Last month the Ministry of Civil Services said the slow process of appointing teachers was responsible for limited availability of jobs in this specialty.
"Eight years ago the minister of education announced largely in the media that Arabic teaching is a specialty that would be needed for the coming 10 years," said Tariq, stressing that despite this announcement hiring of teachers stopped completely.
Teachers took courses and acquired experiences through various temporary jobs to prepare themselves and be equipped for permanent ones.
“Further disappointment lay in store for us, as the Civil Services, three months ago, came up with a resolution saying that courses canceled out experience," said Tariq, explaining that if teachers took courses while they were in temporary jobs, the courses they took would not be considered.

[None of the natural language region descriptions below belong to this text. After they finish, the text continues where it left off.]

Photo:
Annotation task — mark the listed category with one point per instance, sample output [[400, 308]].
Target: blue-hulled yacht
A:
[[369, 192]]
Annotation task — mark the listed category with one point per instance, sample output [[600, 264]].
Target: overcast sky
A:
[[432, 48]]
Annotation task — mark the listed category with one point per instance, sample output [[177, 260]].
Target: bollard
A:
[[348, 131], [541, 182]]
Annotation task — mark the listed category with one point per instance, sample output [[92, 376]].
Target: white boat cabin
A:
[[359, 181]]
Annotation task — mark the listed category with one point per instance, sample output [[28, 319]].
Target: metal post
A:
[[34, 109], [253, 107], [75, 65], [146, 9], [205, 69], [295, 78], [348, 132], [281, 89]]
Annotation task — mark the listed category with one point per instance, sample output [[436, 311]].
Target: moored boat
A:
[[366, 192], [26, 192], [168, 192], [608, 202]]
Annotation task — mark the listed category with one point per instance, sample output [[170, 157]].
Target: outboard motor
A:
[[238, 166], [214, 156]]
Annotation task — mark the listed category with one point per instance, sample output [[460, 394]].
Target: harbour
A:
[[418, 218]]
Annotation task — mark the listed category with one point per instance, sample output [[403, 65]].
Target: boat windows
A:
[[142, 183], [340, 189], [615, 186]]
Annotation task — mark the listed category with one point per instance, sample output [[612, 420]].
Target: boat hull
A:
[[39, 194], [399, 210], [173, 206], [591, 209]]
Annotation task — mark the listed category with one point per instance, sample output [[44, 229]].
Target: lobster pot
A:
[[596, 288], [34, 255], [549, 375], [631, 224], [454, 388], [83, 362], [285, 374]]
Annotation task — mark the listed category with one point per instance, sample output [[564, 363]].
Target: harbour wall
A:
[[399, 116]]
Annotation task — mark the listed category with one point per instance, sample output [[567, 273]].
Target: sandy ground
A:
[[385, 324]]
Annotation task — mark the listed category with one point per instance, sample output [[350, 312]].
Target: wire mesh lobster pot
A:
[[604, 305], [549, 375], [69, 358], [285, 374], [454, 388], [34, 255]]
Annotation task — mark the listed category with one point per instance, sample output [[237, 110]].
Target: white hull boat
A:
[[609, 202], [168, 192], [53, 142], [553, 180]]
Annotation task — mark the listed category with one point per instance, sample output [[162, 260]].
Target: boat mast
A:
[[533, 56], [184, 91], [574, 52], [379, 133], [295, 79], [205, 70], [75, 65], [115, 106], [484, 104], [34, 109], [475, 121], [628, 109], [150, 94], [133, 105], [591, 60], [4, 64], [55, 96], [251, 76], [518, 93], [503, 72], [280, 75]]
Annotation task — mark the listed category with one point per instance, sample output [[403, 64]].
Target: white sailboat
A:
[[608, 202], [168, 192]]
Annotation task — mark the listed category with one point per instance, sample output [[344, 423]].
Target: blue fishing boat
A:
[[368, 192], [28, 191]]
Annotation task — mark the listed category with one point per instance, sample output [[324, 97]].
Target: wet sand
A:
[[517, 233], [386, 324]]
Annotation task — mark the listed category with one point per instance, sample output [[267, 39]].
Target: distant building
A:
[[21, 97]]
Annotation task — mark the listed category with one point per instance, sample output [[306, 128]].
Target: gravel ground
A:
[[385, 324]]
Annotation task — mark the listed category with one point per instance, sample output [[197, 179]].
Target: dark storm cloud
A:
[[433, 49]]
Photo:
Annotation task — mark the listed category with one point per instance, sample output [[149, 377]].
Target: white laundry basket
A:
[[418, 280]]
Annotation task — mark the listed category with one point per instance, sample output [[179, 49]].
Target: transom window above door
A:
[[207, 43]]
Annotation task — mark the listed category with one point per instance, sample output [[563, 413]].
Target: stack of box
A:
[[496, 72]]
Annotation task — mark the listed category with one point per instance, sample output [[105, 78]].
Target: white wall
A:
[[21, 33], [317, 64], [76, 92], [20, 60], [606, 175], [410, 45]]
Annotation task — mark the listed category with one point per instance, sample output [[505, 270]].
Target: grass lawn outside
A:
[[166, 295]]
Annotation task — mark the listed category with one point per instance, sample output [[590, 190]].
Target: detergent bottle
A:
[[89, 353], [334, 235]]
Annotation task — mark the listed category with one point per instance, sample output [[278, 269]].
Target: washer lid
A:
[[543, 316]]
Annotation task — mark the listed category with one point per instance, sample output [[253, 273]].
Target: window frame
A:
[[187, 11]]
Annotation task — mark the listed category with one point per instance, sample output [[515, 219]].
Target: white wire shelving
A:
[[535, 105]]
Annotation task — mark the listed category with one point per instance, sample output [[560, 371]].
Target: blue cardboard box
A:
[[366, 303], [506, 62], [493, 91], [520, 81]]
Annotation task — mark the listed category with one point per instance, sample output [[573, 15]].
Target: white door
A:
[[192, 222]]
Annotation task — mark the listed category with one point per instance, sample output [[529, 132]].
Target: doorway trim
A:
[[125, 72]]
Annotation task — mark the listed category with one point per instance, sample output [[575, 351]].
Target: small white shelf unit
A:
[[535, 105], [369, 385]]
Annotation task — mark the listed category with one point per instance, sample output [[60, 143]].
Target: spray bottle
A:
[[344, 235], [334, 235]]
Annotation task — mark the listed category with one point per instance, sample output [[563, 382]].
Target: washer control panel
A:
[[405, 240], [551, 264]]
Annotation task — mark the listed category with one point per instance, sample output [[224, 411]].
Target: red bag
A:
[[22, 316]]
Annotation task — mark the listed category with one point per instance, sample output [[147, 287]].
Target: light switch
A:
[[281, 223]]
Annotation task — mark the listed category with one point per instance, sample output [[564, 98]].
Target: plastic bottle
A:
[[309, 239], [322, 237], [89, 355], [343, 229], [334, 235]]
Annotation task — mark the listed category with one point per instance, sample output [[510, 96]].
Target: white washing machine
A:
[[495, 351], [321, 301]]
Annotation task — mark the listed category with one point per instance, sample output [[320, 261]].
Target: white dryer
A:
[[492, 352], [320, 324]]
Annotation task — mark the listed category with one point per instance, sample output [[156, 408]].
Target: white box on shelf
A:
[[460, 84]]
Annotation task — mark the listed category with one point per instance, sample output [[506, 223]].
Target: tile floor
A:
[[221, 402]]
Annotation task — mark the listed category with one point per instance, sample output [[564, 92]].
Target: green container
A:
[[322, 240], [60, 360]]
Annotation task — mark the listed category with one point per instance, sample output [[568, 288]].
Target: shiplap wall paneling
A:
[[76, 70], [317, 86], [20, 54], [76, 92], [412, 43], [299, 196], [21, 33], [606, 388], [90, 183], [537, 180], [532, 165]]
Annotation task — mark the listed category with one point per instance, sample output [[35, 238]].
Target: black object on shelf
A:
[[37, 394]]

That meant that the applicant had to choose between a course or a temporary position.
"They wanted us to be unoccupied during the course, and vice versa, an unjustifiable hindrance in my opinion, as many take up these jobs to support themselves while waiting for the ministry's appointment," said Tariq.
"The shocking part is that of this year's 5,000 Arabic language graduates, 656 were appointed only, whereas 2,300 of Islamic Studies graduates found jobs," said Tariq, adding that both subjects have the same number of classes and hours.
Until a solution is found, Tariq and his colleagues will continue to petition the ministry. "If the ministry is not able to provide jobs for Arabic language teachers, why are the universities still accepting large numbers of applicants and where will they end up a few years from now?" asked Tariq.